Sitar master hypnotizes with Eastern flavor

On a chilly Sunday evening, an audience filled Bovard Auditorium to the balcony, waiting in deliberate anticipation for a performance noted by The New York Times as being “profound and electrifying” — quite the compliment. But would the performance live up to the already high expectations?

The performer was critically acclaimed sitar virtuoso Nishat Khan, accompanied by an equally proficient tabla player, Abhijit Banerjee. Khan learned his way around the plucked string instrument as a disciple of his father, Ustad Imrat Khan, becoming a confident player at the tender age of seven and going on to be one of the most skilled and innovative sitarists ever known.

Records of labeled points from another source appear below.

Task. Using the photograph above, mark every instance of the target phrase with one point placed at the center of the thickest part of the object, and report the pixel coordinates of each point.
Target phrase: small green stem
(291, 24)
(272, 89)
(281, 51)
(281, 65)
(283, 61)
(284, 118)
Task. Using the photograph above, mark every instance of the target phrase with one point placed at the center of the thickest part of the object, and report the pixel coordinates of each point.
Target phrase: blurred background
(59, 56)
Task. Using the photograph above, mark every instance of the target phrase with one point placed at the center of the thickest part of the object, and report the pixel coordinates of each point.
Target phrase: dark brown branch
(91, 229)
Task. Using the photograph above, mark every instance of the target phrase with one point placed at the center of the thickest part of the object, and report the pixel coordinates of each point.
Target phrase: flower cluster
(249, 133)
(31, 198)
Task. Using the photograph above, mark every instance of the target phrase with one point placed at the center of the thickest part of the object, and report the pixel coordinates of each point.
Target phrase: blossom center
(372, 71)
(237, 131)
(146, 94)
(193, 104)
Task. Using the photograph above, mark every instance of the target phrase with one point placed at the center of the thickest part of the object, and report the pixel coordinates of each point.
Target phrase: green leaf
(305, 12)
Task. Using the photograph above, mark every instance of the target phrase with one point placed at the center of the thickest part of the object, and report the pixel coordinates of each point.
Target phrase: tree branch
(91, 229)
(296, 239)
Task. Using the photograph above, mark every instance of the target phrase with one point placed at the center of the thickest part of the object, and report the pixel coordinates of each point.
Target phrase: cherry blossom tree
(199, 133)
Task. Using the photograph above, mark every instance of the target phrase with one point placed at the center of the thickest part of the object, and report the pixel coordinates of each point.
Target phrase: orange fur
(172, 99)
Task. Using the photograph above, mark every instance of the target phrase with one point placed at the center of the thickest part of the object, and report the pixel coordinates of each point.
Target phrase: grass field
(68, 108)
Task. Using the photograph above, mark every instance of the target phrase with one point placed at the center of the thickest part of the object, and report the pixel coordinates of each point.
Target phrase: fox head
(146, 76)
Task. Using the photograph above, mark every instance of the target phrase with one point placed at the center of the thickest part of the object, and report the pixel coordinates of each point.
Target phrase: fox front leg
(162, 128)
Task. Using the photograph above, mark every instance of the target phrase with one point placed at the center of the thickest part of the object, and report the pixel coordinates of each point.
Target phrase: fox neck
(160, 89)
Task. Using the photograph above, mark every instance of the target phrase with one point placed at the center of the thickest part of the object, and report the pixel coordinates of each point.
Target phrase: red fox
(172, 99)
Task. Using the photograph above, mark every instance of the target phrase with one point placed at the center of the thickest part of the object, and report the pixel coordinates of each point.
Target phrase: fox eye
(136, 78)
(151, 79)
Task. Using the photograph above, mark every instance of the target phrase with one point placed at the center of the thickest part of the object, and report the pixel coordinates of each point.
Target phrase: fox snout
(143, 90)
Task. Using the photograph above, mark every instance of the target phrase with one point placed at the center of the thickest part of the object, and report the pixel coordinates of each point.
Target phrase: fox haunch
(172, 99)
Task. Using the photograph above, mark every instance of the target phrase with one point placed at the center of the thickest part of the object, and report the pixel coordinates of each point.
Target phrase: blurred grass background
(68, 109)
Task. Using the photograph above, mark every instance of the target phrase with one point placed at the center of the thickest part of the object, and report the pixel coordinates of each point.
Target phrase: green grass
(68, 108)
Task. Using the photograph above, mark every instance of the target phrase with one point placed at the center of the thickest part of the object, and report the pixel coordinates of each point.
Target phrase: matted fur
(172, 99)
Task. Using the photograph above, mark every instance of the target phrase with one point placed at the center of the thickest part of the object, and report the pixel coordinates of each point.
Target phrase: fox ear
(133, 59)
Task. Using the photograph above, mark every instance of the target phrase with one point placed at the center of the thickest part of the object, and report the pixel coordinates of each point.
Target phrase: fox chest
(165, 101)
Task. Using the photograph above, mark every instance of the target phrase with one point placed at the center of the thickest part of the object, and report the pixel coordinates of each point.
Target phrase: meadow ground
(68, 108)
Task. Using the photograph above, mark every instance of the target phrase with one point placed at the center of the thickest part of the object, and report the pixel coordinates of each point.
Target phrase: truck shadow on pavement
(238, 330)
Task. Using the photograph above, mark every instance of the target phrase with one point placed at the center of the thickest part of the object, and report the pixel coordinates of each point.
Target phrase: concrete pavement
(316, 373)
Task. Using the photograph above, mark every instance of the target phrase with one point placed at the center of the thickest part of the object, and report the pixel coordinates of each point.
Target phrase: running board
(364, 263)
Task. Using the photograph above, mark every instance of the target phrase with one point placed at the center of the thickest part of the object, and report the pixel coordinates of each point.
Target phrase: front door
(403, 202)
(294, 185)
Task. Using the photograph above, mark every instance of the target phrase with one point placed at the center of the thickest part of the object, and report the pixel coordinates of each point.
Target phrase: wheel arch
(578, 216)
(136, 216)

Melodic rifts · Audiences at Bovard got a taste of traditional Hindustani music Sunday with acclaimed sitarist Nishat Khan’s performance. - Vicki Yang | Daily Trojan

Melodic rifts · Audiences at Bovard got a taste of traditional Hindustani music Sunday with acclaimed sitarist Nishat Khan’s performance. - Vicki Yang | Daily Trojan

But this likely did not matter to much of the crowd that night. After all, how many people know about Hindustani music or even about the sitar itself? Indeed, the music would have to speak for itself.

The concert began with Khan sitting center stage on an elevated platform, flanked on his right by tablaist Banerjee and on his left by a man quietly strumming the strings of his own sitar. Awash in orange light, the master sitarist plucked a chord, then the same chord again, letting the notes drone through the hushed air of the auditorium. Then, hypnotically again and again. Then, a voice: Khan’s voice reverberated through the air, introducing his partners onstage and offering an explanation of Hindi music characteristics, including the importance of the raga, or melodic mode.

“I wanted to bring this music to you,” Khan said.

The chord, again — except it started to shift, evolving into a melody plucked gently and softly. The lulling continued, seeping the tune with its resonating calm, but the melody grew larger, singing out with wistful vibrato applied with skilled assertion. The tabla soon joined in, first with a couple subtle beats and then with greater assertion, the characteristic scooped pitches forming not only a rhythm but a harmony to the sitar.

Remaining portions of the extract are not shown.